よく国語は「読解力」が大切だと言われます。でもいざ読解力とは何かと問われると、即答できない方も少なくないのではないでしょうか。

そしてよく言われるように読解力は本を読むことで身につくのでしょうか?

今日はわかったふりしている「読解力」の本当の伸ばし方をお伝えします!

読解力とは

読解力とは何でしょうか。簡単に言ってしまうと「文章などを読み解く能力」のことです。

う~んざっくり。もう少し詳しく見ていきましょう。

読解力は種類に分けることができます。

一つは情緒的な読解力

もう一つは論理的な読解力です。

情緒的な読解力

情緒的な読解力とは国語の試験で言うところの小説文に該当します。
行動や感情に関する語彙、比喩表現、会話から心情を推し量る能力が求められます。

よく日本語は「あいまいな表現や言い回しが多い」と言われますが、情緒的な読解力ではそんな日本語の特性を読み取る能力が求められていると感じます。

論理的な読解力

論理的な読解力とは国語の試験で言うところの評論文に該当します。

行間や情緒などは考えず、ただ本文中の言い方や文章構造、単語、接続詞などを見ていき、著者の主張やその根拠の組み立てを見ていきます。
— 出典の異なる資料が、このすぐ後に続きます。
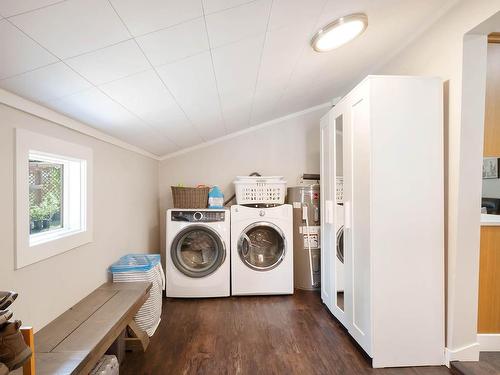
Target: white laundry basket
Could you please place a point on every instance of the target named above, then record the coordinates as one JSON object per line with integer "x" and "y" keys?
{"x": 260, "y": 189}
{"x": 143, "y": 267}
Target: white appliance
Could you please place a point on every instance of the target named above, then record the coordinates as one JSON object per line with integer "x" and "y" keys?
{"x": 197, "y": 253}
{"x": 388, "y": 135}
{"x": 339, "y": 245}
{"x": 261, "y": 250}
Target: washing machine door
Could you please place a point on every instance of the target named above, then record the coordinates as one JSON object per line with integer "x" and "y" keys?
{"x": 198, "y": 251}
{"x": 262, "y": 246}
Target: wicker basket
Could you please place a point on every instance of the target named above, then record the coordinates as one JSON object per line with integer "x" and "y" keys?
{"x": 185, "y": 197}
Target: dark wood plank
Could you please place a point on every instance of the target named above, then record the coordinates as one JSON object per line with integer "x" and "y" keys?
{"x": 489, "y": 364}
{"x": 254, "y": 335}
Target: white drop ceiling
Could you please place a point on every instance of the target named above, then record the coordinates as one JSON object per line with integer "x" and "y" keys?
{"x": 164, "y": 75}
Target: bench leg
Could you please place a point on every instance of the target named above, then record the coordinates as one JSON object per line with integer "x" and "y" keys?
{"x": 138, "y": 340}
{"x": 29, "y": 339}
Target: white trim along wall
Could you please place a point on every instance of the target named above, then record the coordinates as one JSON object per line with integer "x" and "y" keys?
{"x": 38, "y": 110}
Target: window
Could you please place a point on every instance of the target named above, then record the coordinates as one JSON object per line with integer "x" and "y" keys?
{"x": 53, "y": 196}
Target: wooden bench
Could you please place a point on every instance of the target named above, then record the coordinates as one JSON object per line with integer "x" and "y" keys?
{"x": 75, "y": 341}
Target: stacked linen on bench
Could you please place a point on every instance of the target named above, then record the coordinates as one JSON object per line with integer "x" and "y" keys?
{"x": 143, "y": 267}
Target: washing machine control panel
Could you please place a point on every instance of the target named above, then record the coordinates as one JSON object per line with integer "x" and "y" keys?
{"x": 202, "y": 216}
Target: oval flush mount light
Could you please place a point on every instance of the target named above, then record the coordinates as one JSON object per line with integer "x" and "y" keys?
{"x": 339, "y": 32}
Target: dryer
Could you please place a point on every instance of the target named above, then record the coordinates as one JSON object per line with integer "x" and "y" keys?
{"x": 197, "y": 259}
{"x": 261, "y": 250}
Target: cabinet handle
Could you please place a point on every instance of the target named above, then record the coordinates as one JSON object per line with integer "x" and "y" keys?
{"x": 347, "y": 214}
{"x": 329, "y": 212}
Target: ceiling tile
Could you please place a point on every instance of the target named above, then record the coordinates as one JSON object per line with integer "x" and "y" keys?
{"x": 46, "y": 84}
{"x": 145, "y": 16}
{"x": 237, "y": 65}
{"x": 97, "y": 110}
{"x": 296, "y": 12}
{"x": 282, "y": 49}
{"x": 12, "y": 7}
{"x": 237, "y": 110}
{"x": 192, "y": 82}
{"x": 176, "y": 42}
{"x": 212, "y": 6}
{"x": 19, "y": 53}
{"x": 237, "y": 23}
{"x": 264, "y": 103}
{"x": 110, "y": 63}
{"x": 145, "y": 95}
{"x": 73, "y": 27}
{"x": 241, "y": 60}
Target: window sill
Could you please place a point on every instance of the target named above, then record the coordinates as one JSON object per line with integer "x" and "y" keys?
{"x": 490, "y": 220}
{"x": 41, "y": 238}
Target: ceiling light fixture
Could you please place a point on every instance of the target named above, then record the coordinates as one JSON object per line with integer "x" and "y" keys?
{"x": 339, "y": 32}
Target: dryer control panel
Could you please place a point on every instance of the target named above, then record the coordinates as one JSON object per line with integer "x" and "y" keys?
{"x": 202, "y": 216}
数学の文章題などが苦手な人はこちらの論理的な読解力が苦手な人も多いのです。

読解力の伸ばし方

では読解力はどう伸ばしていけばいいのでしょうか。

読解力をどう伸ばしていくのかについては日常から積み上げていくものと、テストや模試での「解き方」のようなテクニックに大別されます。

日常的に読解力を高めていく

日常的に読解力を高めていくことも大切です。日常的に読解力を高めていくにはまず語彙力を身に付けることです。

この意味であれば本を読んだりするのも有効でしょう。

SNSが浸透した現在では文字に触れていても、平易かつ感覚的な文章(≒話し言葉)ばかりでなかなか新しい語彙や単語は入ってこないかもしれません。

小説や新書などの本を読んだりするのがオススメです。また本だけでなくいろんな年齢層や自分とは違う人たちともコミュニケーションを図るなど、いろんなことに触れて吸収することを大切にしてください。

本を読むときも語彙や単語だけではなく、指示語や代名詞が何を指しているのか、「今読んでいる文は何について書いているのか」などを意識することが大切です。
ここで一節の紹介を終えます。